VALLEY FORGE, Pa. — Unpredictable rainstorms throughout PJM in the middle of July resulted in overestimated load forecasts last month, the RTO’s Chris Pilong told members during an Aug. 8 Operating Committee meeting.
“Just about every afternoon, we had rainstorms that were possible … and just about every day, those storms did hit,” he said, noting that they reduced temperatures and caused daily forecasts to exceed actual load by as much as 6,000 MW.
One example: While the RTO forecast peak demand of approximately 150,000 MW on July 20, early afternoon storms capped load at about 145,000, Pilong said. That allowed the summer peak so far to remain the previous day, July 19, when demand hit 146,635 MW, he said.
PJM’s peak load forecasting error for the month was 4.58%, 0.79 percentage points above July 2016, PJM’s Joe Ciabattoni said. The overall forecasting error was 3.13%, just above PJM’s 3% target. Ciabattoni attributed the deviation to the “pop-up storms” on the western side of the footprint. The errors were highest in the distribution territories of Dayton Power & Light, Duquesne Light, FirstEnergy’s American Transmission Systems Inc. and Duke Energy Ohio/Kentucky.

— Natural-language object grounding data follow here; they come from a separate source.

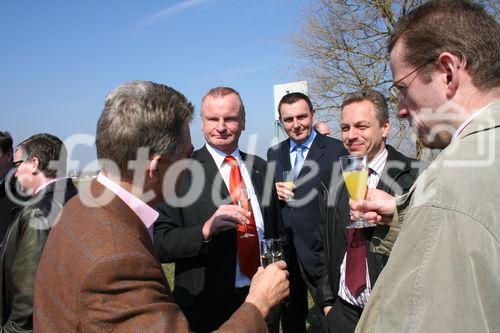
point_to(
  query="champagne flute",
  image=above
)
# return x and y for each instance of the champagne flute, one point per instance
(245, 203)
(355, 172)
(288, 180)
(271, 250)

The monthly balancing authority area control error limit, which measures how well the RTO maintains constant frequency control, was 99.9%, with total excursions and excursion minutes at their lowest levels in at least the past year.
The Anatomy of a LMP Spike
LMPs jumped to about $900/MWh around 10:30 a.m. on July 27, Pilong said. An outage the previous evening on the Black Oak-Hatfield 500-kV line created increased flow on the Conastone-Peach Bottom 500-kV line. PJM had been controlling flow over the latter segment to roughly 93% of its limit, but flow levels on the line can be volatile, as they are sensitive to load or generation movements. Moves from hydro units and shifting load increased flow over the line by about 5%, Pilong said.

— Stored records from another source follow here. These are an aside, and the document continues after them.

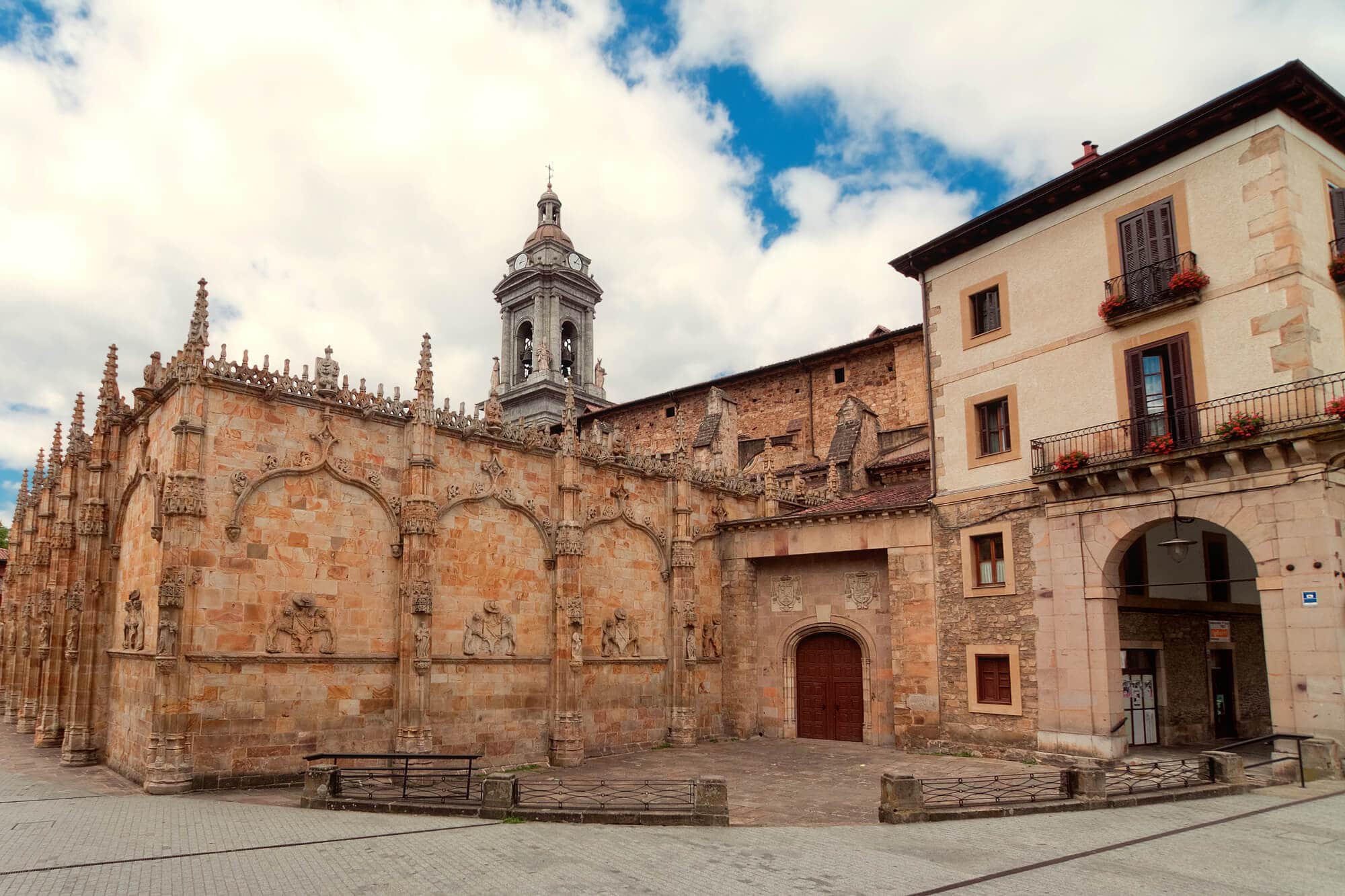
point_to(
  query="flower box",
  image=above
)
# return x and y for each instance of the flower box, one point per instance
(1071, 460)
(1163, 444)
(1112, 306)
(1188, 282)
(1338, 268)
(1242, 425)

Operators directed PJM’s security-constrained economic dispatch (SCED) engine to reduce flow over the line by 6%, but the demand was too great and sent the engine into a “relaxation mode” in which it doesn’t attempt to control the flow. Pilong said that in those instances, SCED just fails to solve the case and moves on to resolve the rest of the system.
Operators reduced their request to 2%, which SCED could perform but only by raising the LMP to about $900/MWh. The price spike caused generation to respond, which reduced the strain on the line and allowed SCED to realign prices.
GT Power Group’s Dave Pratzon asked if such short-term and unexpected fluctuations were caused by PJM’s move from 15-minute to 10-minute dispatch settlements. He also questioned whether generators will be expected to follow PJM’s dispatch signals during those periods and how signal deviations will be handled.
Pilong said that with the shorter lookaheads, larger transmission changes will create greater price separation. Part of the issue, he said, is the response time of low-cost resources.
“If the low-cost generation isn’t able to move as rapidly as we need it to, we may need to reach out to more costly resources for a short period time,” he said.
Reserve Differences Explained
In response to a stakeholder data request, PJM’s Lisa Morelli explained why the real-time SCED engine has not priced for shortages that stakeholders have observed in published data.
The public data come from PJM’s emergency management system (EMS), Morelli said, which has more conservative estimates than SCED. The most significant difference for this was a 2% “back off” in which the EMS system assumes resources will only achieve 98% of their stated capability. This assumption was removed in changes made on July 11, Morelli said, and immediately resulted in a 300-MW increase in the EMS synch reserve.
There are also differences between real-time SCED’s 10-minute lookahead and EMS’ real-time data. Additionally, real-time SCED uses units’ SpinMax (the reserve maximum) to estimate reserves, while the EMS uses the lesser of the SpinMax or the EcoMax (the economic maximum).
Exelon’s Sharon Midgley noted that the data request also asked for all of the unapproved real-time SCED cases, which she said would provide more clarity on whether PJM operators are being presented with real-time SCED cases that include shortages but are declining to select them.
Midgley and Old Dominion Electric Cooperative’s Adrien Ford said they had not been aware of the removal of the 2% back off and asked that PJM be more communicative with such changes in the future.
Morelli said there has been a 12% improvement in the alignment between the two measurements since PJM moved to the 10-minute settlement.